Down Syndrome Awareness Month is an opportunity to recognize others for their abilities and not focus on their disabilities.
DOWN right proud is an understatement. The strength and willpower within Pearson is something that anyone can admire. He has overcome so many challenges, from open-heart surgery to the daily struggle of having low muscle tone. I find myself wanting to spread his joy everywhere, from the halls at church to the checkout lines in the grocery store.
OPTIMISTIC for the future, because I know in my heart it’s so bright! I choose to not let our vision be clouded by the preconceived ideas that have been associated with this diagnosis. Rather, I focus on a future full of life—the pursuit of happiness, love, and passion. After all, that’s what all of us want!

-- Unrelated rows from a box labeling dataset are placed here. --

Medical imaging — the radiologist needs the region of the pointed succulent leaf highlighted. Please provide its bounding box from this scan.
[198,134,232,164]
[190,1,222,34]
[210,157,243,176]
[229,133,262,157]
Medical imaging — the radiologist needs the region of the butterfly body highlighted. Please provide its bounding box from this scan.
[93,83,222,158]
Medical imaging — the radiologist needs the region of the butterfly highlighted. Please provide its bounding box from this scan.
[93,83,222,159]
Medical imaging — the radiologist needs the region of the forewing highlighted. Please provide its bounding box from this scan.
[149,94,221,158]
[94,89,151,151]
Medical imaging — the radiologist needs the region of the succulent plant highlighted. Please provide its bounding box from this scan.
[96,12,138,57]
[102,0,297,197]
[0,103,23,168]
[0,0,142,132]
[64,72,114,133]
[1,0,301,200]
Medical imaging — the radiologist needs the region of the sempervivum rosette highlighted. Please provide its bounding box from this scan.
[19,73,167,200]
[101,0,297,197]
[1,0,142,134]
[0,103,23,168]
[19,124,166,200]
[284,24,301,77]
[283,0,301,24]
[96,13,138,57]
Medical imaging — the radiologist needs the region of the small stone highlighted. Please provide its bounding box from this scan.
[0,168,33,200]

WINNING is an everyday commitment! It’s not always about the ‘wins’ under your belt, but about the drive and perseverance, you must have to keep trying until you succeed. Having a winning attitude is half the battle.

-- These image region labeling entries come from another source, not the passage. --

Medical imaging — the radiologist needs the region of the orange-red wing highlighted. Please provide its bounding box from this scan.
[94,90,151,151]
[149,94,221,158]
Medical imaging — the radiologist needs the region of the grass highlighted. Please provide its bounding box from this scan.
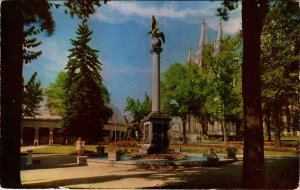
[28,145,298,156]
[264,136,299,141]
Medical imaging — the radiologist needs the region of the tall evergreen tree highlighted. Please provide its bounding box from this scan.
[22,72,43,117]
[62,21,112,142]
[45,71,67,116]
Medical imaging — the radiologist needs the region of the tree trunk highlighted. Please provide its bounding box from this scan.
[265,111,272,142]
[0,1,23,188]
[182,118,187,144]
[242,0,266,188]
[273,108,281,148]
[221,119,227,145]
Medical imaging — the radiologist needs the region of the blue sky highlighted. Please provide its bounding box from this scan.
[23,1,241,111]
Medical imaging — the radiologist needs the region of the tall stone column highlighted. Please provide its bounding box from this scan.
[49,128,54,145]
[33,127,39,146]
[151,38,163,114]
[20,127,24,146]
[140,37,171,154]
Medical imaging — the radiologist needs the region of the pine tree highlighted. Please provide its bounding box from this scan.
[63,21,112,142]
[22,72,43,117]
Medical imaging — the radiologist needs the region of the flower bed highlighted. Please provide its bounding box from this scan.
[126,153,187,160]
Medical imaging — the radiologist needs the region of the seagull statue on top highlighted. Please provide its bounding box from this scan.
[147,15,166,43]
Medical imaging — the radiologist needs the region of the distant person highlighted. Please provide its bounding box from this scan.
[75,137,83,156]
[207,148,219,161]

NOTEWORTHY moments are everywhere and are a reason for celebration each and every day. In this journey, we have learned to look at every milestone as if through a microscope. Allowing us to see clearer, we celebrate the fine details because, after all, they are huge accomplishments in the world of Down syndrome. It warms my heart to see Pearson master the details: from holding his own spoon to sitting up without assistance. It is a big deal!
SUPPORT systems designed like a family–consisting of doctors and nurses, family and friends, even strangers–are invaluable! We have been blessed through this journey to have their support through the highs and the lows. I believe this has been a key to our personal growth, as well as Pearson’s.
Though our children are faced with more difficulties than the average person, they are still humans. Inclusion is crucial to making them feel human, and the cost is so small. Affording individuals with disabilities the same opportunities–in schools, sports, church, and everyday life–that are provided to any other person must not be optional. It is our responsibility to let our children live. Raising a child with a disability has its heartache and trials, but it is also rich with happiness. Many people say that they don’t know if they could handle what we deal with on a daily basis. We were once those people and the truth is, for your children you become the people you need to be. You become MORE.